WWEC
- Elizabethtown, Pennsylvania; United States;
- Broadcast area: Elizabethtown, Pennsylvania
- Frequency: 88.3 MHz
- Branding: WWEC 88.3

Programming
- Format: Campus Radio
- Affiliations: Elizabethtown College Department of Communications

Ownership
- Owner: Elizabethtown College

History
- First air date: August 25, 1990
- Former call signs: WWEC-AM 640 (1963) WQHE (1990) DWWEC (2011–2012)

Technical information
- Licensing authority: FCC
- Facility ID: 19356
- Class: A
- ERP: 100 watts
- HAAT: 35.0 meters
- Transmitter coordinates: 40°8′53.00″N 76°35′38.00″W﻿ / ﻿40.1480556°N 76.5938889°W

Links
- Public license information: Public file; LMS;
- Webcast: Listen Live
- Website: etown.edu/media/wwec

= WWEC =

WWEC (88.3 FM) is a student-run campus radio station. Owned by Elizabethtown College in Elizabethtown, PA in Lancaster County, PA, United States, the station is operated by the College's Department of Communications and serves the greater Elizabethtown, PA area.

==History==
WWEC began broadcasting as a carrier current station as WWEC-AM 640 in 1963. In 1990, the AM station went off the air as the station began airing at 88.3 FM. Temporarily using the call letters WQHE beginning April 19, 1990, the station changed its call letters to WWEC on July 16, 1990 and officially went on air on August 25, 1990.
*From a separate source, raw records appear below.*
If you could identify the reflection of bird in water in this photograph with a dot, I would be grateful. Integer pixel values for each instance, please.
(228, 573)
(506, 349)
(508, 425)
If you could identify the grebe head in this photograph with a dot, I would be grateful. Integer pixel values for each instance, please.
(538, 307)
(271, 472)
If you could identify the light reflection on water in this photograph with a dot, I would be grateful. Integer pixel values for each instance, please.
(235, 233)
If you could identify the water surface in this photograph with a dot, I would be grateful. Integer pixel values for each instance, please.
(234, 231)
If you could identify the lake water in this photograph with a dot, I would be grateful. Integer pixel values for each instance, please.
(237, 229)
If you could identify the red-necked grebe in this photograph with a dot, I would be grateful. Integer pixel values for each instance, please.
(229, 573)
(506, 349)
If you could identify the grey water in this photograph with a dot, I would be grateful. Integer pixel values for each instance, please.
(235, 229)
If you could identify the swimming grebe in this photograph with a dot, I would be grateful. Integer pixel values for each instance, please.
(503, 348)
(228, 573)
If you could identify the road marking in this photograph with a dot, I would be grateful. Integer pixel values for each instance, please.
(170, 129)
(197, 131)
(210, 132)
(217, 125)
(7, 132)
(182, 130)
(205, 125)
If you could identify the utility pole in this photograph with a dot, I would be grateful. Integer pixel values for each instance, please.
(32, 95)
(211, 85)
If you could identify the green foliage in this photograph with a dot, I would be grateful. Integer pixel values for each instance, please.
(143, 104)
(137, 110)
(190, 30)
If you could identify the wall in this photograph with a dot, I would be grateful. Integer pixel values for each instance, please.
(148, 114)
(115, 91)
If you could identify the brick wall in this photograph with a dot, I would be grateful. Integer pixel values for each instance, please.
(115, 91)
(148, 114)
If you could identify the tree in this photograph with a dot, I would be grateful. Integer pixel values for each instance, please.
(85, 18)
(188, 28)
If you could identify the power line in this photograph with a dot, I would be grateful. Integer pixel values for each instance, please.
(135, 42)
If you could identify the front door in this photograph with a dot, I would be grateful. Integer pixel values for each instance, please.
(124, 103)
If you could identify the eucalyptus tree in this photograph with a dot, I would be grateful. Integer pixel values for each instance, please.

On July 9, 2008, the College applied to the Federal Communications Commission (FCC) for an STA order (Special Temporary Authority), however the filing was done on paper and details are not available online. On July 29, 2011, the station's license was cancelled and its call sign deleted by the FCC. On November 28, 2012, the FCC restored the station's license.